A superb Mutiny on the Bounty for the 20th century U.S. Navy. There had never been any mutinies in American navies, so Herman Wouk had to invent one! The action is taut, and nothing is superfluous. The action is gripping. Bogart as the embattled paranoid martinet is usually superb, if transparently melodramatic at times. The naive officers look sympathetic and the Iago-like. McMurray is a vice hold of a performance.

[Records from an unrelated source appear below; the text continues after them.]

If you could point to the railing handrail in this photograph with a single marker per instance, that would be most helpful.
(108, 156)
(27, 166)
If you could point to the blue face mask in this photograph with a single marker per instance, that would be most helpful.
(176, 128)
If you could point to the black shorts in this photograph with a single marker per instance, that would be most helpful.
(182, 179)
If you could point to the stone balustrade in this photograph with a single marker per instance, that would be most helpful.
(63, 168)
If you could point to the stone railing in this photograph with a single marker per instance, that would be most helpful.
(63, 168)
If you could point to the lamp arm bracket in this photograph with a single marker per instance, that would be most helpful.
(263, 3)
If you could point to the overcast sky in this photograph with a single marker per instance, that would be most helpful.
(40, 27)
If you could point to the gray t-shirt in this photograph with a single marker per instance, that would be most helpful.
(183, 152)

The story is about the psychological disintegration of Captain Queeg (Bogart), the mutiny, and the court martial. McMurray is good on superficially plausible charm and he shows well his weasel-like capacity to set people up and then back away. He has literary pretensions and the film suggests that art and life can conflict over trustworthiness and other issues of human relationships. The fetid claustrophobic feel of the ship (a war time minesweeper) is convincing and the dynamics of ship life are well brought out. Jose Ferrer is excellent as the defending lawyer and E.G. Marshall gives his usual coldly cerebral persona another work out as the prosecuting lawyer. I found Queeg’s courtroom disintegration too Perry Mason simple and unconvincing, but it is on the whole an involving courtroom scene in line with other courtroom dramas the 50s excelled in (The Wrong Man, Billy Mitchell). Surely this had a lot to do with McCarthy, a Hollywood riposte to McCarthyite hearings.

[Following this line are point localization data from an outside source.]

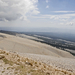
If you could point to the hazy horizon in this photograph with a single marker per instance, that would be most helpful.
(37, 15)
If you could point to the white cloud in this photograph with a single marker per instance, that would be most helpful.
(46, 1)
(63, 11)
(17, 9)
(47, 6)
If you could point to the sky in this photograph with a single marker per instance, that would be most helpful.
(23, 14)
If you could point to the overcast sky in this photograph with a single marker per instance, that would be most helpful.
(37, 13)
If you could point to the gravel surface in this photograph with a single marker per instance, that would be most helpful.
(59, 62)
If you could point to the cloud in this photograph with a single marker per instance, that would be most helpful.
(46, 1)
(64, 11)
(17, 9)
(47, 6)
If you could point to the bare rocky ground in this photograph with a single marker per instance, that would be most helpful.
(14, 64)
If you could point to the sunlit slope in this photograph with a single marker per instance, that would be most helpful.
(24, 45)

The film seems to delight in our ambivalences about military authoritarianism: we consider it acceptable when it assuages our vanity in being deemed to be worthy of us and when it puts on an affable face, but when it acts according to an original personality(Queeg’s), we feel the need to undermine it, this is what the officers did. Ferrer exposes the duplicitously shitty McMurray at the end, and he gives a speech about acknowledging the war experiences of everyone.